The Wellington High Court sentenced Walter Law (also known as Xu Liu) to nine months home detention and 200 hours of community service on a number of charges amounting to $350,000.
The 45-year-old man had pleaded guilty to five charges of tax evasion, six charges of providing false Income Tax returns, 21 charges of aiding a company to file false GST returns, one charge of aiding a company to file false Income Tax returns and five charges of aiding a company to evade tax. Law also pleaded guilty to one charge of money laundering under the Crimes Act.
Inland Revenue Department (IRD) Assurance Manager Investigations Tony Morris said that the defendant conducted his activities using separate companies and unregistered entities, which he owned or controlled.
“Our initial investigation into one of Mr Law’s companies (Holiday KTV Entertainment Limited) revealed that significant amounts of cash were unaccounted for and the company had only reported its EFTPOS transactions to IRD. Our subsequent analysis showed the Company had evaded GST amounting to just over $68,000, PAYE of over $41,000 and Income Tax amounting to over $29,000” he said.
The Court heard that IRD’s investigation into Law’s foreign exchange and travel businesses revealed that he deposited $2.5 million into bank accounts in the name of two overseas home stay students.
The students said that Law had control of these accounts and they had no knowledge that the funds were used to repay loans on properties owned or controlled by Law.
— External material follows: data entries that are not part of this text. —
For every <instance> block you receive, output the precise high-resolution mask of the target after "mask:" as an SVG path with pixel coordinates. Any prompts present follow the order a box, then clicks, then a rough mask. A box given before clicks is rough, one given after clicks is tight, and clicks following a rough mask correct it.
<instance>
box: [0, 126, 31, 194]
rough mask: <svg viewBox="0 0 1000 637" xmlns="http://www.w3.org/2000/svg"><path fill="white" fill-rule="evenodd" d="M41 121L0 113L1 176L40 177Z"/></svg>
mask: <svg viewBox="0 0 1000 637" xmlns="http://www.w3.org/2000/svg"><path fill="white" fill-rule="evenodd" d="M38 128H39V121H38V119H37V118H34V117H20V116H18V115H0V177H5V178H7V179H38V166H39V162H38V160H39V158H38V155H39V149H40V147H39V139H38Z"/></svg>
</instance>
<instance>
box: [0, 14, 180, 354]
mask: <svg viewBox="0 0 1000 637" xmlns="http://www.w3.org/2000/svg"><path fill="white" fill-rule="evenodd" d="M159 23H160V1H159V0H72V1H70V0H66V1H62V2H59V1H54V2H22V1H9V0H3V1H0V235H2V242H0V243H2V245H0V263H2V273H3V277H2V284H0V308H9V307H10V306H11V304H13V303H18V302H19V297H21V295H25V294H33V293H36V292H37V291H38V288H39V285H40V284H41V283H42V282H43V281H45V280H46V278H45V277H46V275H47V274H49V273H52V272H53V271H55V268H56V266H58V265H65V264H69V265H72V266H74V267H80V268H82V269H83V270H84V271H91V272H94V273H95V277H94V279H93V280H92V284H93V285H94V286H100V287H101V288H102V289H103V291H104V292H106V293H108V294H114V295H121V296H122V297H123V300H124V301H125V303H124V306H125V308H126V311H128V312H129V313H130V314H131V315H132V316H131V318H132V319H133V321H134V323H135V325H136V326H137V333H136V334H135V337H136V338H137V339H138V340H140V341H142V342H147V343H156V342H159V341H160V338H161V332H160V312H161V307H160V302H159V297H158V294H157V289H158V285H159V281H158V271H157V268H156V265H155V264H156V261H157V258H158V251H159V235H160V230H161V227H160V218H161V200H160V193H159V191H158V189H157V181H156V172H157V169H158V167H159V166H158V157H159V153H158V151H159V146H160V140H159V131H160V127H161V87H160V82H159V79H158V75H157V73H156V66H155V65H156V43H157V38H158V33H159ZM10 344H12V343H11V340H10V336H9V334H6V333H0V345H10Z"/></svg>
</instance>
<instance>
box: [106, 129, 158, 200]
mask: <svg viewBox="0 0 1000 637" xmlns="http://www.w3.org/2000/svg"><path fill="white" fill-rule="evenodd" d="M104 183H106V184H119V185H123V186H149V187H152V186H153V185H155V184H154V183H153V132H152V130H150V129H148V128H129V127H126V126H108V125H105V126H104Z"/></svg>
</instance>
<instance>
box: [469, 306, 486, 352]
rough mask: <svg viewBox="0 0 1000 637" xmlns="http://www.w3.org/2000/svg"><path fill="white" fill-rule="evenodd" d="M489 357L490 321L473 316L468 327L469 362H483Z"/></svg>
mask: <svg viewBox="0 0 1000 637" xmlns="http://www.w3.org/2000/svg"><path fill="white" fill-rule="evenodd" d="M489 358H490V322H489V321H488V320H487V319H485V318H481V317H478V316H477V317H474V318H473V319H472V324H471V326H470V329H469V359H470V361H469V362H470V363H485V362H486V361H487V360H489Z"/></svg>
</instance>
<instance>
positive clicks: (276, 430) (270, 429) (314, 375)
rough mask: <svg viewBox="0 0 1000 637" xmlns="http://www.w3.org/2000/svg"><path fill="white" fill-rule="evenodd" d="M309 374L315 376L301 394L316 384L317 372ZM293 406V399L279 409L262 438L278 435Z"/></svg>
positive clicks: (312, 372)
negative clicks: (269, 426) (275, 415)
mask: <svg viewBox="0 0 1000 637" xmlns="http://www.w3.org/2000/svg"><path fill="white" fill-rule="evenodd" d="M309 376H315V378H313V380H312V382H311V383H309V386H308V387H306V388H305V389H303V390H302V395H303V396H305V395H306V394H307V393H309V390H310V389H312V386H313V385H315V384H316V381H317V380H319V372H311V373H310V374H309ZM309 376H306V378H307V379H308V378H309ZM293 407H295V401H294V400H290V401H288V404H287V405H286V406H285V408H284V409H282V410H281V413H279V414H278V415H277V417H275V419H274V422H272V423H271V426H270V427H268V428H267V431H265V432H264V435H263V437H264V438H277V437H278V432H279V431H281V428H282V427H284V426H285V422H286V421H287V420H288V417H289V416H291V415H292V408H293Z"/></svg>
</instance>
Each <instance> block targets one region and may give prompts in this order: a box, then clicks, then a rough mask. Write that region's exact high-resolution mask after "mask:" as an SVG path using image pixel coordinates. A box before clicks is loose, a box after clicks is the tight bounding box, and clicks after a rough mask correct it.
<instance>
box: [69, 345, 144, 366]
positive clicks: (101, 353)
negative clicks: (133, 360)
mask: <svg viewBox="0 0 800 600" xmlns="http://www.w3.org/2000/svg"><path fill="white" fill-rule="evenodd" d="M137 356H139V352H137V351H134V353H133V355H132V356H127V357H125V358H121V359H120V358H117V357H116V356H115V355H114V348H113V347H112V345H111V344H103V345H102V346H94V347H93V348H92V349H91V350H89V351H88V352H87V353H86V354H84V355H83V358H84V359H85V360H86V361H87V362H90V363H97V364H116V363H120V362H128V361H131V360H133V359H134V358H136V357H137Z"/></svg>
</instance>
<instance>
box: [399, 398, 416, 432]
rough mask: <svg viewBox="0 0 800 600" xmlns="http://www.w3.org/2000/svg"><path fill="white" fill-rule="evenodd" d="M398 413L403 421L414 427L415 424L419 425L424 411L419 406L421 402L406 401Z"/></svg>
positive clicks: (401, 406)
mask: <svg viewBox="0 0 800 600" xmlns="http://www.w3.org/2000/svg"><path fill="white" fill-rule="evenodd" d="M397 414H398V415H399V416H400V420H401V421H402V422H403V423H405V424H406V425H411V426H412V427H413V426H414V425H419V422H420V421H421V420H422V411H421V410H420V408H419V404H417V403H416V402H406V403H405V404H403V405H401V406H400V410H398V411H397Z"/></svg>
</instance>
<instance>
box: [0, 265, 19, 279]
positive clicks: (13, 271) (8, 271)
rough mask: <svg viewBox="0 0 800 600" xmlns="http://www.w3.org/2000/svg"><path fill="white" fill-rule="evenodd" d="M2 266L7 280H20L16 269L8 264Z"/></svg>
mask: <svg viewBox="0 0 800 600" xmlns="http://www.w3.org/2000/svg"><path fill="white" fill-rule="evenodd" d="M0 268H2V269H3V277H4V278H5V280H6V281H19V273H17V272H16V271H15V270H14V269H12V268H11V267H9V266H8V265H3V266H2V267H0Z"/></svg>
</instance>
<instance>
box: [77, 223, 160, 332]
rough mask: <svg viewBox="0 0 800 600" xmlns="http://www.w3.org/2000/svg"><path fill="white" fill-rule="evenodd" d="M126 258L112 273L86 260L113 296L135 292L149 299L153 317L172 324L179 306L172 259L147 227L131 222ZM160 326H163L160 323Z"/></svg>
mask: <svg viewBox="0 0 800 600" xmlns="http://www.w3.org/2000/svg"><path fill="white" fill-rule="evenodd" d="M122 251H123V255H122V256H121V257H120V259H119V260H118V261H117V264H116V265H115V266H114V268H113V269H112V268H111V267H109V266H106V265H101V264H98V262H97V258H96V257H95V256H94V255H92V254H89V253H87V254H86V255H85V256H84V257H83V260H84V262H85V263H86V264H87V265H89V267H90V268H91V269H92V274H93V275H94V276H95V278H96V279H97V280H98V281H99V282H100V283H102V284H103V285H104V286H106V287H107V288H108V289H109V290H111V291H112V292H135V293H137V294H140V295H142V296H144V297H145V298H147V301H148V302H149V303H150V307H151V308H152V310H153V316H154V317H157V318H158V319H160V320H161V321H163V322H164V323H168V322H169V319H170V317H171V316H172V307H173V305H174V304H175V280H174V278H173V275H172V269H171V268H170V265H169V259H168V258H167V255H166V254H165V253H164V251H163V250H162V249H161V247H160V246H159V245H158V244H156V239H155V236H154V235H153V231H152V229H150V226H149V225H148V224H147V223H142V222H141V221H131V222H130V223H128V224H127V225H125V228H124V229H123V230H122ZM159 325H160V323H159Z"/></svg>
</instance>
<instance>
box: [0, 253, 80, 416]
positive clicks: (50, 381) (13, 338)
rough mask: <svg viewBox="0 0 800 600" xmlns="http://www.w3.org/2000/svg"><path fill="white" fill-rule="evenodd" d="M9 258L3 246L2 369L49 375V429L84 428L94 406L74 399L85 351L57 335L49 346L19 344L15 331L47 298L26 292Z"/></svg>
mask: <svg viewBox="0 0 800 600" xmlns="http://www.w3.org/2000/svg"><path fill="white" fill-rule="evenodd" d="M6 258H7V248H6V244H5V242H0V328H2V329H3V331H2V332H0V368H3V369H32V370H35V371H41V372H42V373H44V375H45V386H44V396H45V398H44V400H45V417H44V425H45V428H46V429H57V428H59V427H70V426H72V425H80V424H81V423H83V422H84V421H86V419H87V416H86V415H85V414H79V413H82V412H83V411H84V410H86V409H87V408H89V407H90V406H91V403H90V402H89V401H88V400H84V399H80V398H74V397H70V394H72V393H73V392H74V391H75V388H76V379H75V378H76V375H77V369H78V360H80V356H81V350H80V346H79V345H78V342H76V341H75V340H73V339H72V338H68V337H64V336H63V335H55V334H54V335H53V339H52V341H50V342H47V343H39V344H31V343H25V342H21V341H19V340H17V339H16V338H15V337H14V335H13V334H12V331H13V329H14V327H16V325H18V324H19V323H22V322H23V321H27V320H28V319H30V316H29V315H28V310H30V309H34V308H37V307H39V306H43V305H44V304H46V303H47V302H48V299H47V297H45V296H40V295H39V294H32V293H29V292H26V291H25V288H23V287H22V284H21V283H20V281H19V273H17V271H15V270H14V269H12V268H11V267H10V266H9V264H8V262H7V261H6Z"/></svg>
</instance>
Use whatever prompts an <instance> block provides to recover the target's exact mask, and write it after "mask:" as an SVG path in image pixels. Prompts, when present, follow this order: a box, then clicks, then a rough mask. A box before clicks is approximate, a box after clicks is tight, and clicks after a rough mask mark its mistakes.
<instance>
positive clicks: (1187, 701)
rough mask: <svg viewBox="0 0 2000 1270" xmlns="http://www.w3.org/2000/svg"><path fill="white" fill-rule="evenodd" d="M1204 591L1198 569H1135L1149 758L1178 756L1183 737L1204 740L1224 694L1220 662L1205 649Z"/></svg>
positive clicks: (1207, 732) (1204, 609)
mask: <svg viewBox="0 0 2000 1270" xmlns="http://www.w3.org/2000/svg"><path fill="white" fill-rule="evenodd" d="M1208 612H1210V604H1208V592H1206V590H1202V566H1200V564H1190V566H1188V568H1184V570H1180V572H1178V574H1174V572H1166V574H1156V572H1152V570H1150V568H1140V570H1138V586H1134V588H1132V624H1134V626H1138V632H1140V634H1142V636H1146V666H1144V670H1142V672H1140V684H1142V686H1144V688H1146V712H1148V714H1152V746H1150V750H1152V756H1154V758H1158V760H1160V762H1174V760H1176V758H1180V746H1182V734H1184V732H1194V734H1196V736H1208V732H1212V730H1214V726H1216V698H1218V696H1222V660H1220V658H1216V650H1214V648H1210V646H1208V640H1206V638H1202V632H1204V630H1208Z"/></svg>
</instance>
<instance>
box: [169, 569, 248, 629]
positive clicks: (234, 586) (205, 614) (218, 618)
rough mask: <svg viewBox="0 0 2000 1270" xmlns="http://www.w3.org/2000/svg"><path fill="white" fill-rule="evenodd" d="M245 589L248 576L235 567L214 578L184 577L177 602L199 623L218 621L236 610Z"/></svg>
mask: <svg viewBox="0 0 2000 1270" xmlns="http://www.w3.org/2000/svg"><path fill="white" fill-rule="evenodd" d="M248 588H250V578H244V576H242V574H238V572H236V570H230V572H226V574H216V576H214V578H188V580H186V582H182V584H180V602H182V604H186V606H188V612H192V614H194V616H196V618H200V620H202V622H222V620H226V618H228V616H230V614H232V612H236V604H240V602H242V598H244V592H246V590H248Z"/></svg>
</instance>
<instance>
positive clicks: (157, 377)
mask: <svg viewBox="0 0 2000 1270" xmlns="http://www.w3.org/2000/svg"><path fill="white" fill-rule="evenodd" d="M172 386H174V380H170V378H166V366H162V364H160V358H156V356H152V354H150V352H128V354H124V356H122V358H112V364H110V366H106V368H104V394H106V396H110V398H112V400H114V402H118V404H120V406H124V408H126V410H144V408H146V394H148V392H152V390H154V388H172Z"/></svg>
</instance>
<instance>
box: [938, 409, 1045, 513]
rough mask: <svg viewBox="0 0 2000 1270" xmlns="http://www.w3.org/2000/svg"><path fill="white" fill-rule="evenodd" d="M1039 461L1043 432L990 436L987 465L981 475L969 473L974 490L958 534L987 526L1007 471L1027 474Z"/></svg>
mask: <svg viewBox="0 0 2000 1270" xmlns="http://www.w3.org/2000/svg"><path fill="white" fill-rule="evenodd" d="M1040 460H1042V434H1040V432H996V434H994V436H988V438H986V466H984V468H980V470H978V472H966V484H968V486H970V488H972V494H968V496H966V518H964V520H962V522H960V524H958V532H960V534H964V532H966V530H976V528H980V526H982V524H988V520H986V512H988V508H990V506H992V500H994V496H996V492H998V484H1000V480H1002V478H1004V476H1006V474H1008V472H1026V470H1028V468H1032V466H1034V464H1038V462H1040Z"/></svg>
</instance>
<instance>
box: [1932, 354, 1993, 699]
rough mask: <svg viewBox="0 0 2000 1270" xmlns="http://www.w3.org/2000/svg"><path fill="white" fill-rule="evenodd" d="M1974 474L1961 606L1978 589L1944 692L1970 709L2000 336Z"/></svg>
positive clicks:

“Mr Law’s foreign exchange and travel businesses made a surplus of $540,000 between 2004 and 2010. These entities not only failed to return around $170,000 in Income Tax to IRD but these funds were deposited into the students’ bank accounts and re-characterised as loans from a private trust in China. This money was the undeclared income from the business transactions and this action amounted to money laundering,” Mr Morris said.
He said Law’s offending resulted in a loss to IRD of just over $350,000, although since been recovered.
“Mr Laws deliberately tried to evade his tax obligations by not declaring his income and hiding cash in other people’s bank accounts. This case is a further reminder that IRD is using increasingly sophisticated analysis to detect those trading in the hidden economy.
“Businesses and individuals doing the right thing can be confident that IRD will detect those evading their obligations and those cheating on their taxes should be aware that we will take action when we detect deliberate non-compliance,” Mr Morris said.